Jason Frederick (born November 29, 1970) is a Canadian multi-instrumentalist and composer of music for films and television, based in Colchester, UK.

==Early life and education==

Frederick was born in Sudbury, Ontario. He was educated in Canada and the United States. He studied under composers Christopher Young, David Raksin, and Elmer Bernstein at the USC Thornton School of Music, as well as receiving private study with Leonard Rosenman and Joe Harnell.

==Career==
Frederick performed with the alternative rock band The Walk from 1987 to 1996, and continues to record under the name Lomax!.

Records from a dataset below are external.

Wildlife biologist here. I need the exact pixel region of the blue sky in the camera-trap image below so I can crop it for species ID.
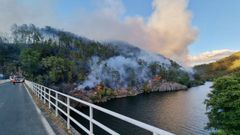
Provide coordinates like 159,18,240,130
57,0,240,55
0,0,240,63
123,0,240,55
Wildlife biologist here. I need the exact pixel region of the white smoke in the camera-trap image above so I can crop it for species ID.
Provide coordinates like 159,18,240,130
0,0,196,64
189,49,237,66
78,51,171,89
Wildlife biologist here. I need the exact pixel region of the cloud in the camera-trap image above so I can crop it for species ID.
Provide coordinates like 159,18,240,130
0,0,197,64
189,49,237,66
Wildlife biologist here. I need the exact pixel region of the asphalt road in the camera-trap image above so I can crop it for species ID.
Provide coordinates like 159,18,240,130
0,83,48,135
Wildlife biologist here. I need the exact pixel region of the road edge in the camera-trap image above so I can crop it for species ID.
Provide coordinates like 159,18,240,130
23,83,56,135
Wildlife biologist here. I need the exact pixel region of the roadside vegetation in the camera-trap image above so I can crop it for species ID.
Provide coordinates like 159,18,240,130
205,72,240,135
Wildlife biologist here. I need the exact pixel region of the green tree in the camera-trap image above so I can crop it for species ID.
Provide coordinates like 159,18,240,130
20,48,41,79
205,73,240,135
42,56,76,83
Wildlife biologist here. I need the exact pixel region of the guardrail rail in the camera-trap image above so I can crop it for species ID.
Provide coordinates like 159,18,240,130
25,80,174,135
0,79,10,84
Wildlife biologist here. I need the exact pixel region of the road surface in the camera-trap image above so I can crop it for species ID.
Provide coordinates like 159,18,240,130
0,83,48,135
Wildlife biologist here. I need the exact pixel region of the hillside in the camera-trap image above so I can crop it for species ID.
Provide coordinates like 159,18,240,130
194,52,240,80
0,25,201,102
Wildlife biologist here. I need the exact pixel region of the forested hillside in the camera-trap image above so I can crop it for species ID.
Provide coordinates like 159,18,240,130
0,25,201,101
194,52,240,80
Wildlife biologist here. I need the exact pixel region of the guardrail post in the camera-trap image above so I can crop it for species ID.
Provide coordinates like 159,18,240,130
89,106,93,135
39,86,42,100
55,92,58,116
67,97,70,129
36,86,40,98
48,89,51,109
43,87,46,104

His film work includes Dawg, starring Denis Leary and Elizabeth Hurley, and 2BPerfectlyHonest, starring John Turturro and Robert Vaughn, as well as contributions to Richard Gibbs' scores for the films Big Momma's House, 28 Days, and Like Mike.

He composed the music for the television show Darcy's Wild Life, starring Sara Paxton. Other television credits include Disney's The Replacements, and the ABC Family network's Slacker Cats.

Frederick also provided additional score for Disney's 101 Dalmatians II: Patch's London Adventure, which won the 2003 DVDX award for best musical score. He provided music for the 2007 comedy-horror film Terror Tunes 2.

His music has been part of the television programmes How Clean Is Your House?, Good Girls Don't, Dirty Jobs, America's Got Talent, Oprah's Big Give, Property Ladder, Ace of Cakes, Survival of the Richest, The Amazing Race, Lassie's Pet Vet, I Didn't Know I Was Pregnant, and Wedding Central.

In addition to film and television, Frederick has also scored television advertisements, promotional trailers, and documentary subjects. He also composed and performed the wraparound segments for Showtime's On The Edge, and the opening theme for psychic Sylvia Browne's live stadium appearances.

He has played on recordings with artists Billy Preston, and Peter Thomas, and has played on soundtrack sessions for film and television.

In about 2010, Frederick moved to Colchester, United Kingdom, where, with his band The Cinematic Trio, he has presented a series of shows mixing musical performances with film sequences.

In 2012, Frederick recorded with the band Death by Chocolate on their album Brick-a-Brac. In 2015 his album Mods and Coppers received airplay on community radio in Ontario.